The Freightliner Group uses the facility to test all of the vehicles manufactured by the company's brands. These include heavy- and medium-duty trucks, RV and bus chassis, school buses, and cabs and chassis for fire and emergency apparatus. Vehicle testing activities conducted here include accelerated structural durability evaluations, brake system development and certification, stability testing, interior/exterior noise testing, powertrain endurance, cold weather performance, and fuel economy.
“This is the place where we push vehicles to their limits,” said Ramin Younessi, chief test engineer for The Freightliner Group. “We want to ensure that every vehicle produced by the company will stand up the rigors of operation and perform safely, productively, and consistently for our customers.”

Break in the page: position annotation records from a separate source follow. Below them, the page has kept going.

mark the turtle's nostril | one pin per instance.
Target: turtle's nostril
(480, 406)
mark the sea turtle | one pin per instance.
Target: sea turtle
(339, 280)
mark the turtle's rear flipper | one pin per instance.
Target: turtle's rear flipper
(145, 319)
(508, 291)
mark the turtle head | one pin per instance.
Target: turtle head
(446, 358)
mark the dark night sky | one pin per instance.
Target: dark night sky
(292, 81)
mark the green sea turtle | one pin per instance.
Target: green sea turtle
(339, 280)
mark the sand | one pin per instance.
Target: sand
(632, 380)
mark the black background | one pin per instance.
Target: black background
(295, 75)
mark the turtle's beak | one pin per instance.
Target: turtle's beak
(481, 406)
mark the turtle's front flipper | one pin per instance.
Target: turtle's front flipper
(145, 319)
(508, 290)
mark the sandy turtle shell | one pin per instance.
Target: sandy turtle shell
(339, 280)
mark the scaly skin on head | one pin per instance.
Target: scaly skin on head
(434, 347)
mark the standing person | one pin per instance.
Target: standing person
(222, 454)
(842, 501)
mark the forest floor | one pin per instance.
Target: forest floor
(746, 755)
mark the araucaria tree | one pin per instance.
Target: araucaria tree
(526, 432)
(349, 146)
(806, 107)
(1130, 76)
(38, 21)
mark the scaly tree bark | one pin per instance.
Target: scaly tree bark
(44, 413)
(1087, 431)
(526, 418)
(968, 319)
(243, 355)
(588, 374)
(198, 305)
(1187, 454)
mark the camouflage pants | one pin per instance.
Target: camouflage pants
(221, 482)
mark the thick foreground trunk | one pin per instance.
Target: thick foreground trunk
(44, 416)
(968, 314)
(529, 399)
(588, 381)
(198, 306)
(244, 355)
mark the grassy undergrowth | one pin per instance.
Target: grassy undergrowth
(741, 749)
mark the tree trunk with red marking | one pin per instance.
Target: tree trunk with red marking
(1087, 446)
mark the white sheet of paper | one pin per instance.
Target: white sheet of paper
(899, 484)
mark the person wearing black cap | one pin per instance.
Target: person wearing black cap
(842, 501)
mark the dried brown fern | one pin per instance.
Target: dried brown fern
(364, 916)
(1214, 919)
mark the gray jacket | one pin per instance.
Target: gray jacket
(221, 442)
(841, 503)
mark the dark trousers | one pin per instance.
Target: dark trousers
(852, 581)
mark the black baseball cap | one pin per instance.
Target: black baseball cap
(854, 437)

Younessi said accelerated durability testing is the principal activity conducted by Freightliner Test Engineering at the proving grounds. This activity evaluates the structural integrity and reliability of every component on the test vehicle — from cabs to chassis to frame rails to such major components as engines and transmissions.
The test course produces up to 83:1 acceleration ratio: every mile driven on the test course is equivalent to approximately 83 miles in real world operation. Over the course of a year, vehicles at the proving grounds accumulate the equivalent of millions of miles of operation.
The durability course on the property includes such features as chatter bumps, inverted chatter bumps, impact bumps, staggered bumps, cobblestones, chuck holes, an undulating road, and a resonance road.
“Imagine the worst road you have ever driven on,” Younessi said. “That's what we run our test vehicles on every day, seven days per week. It takes some very special test drivers to be able to meet the rigors of our operation and some very special test engineers to be able to inspect and determine the structural integrity of the components.”
After vehicles complete their specified test runs, they are evaluated by engineers to determine the nature of wear and tear. According to Al Pearson, Freightliner's director of the Vehicle Test Group, that's where the new building and its state-of-the-art equipment will prove highly useful.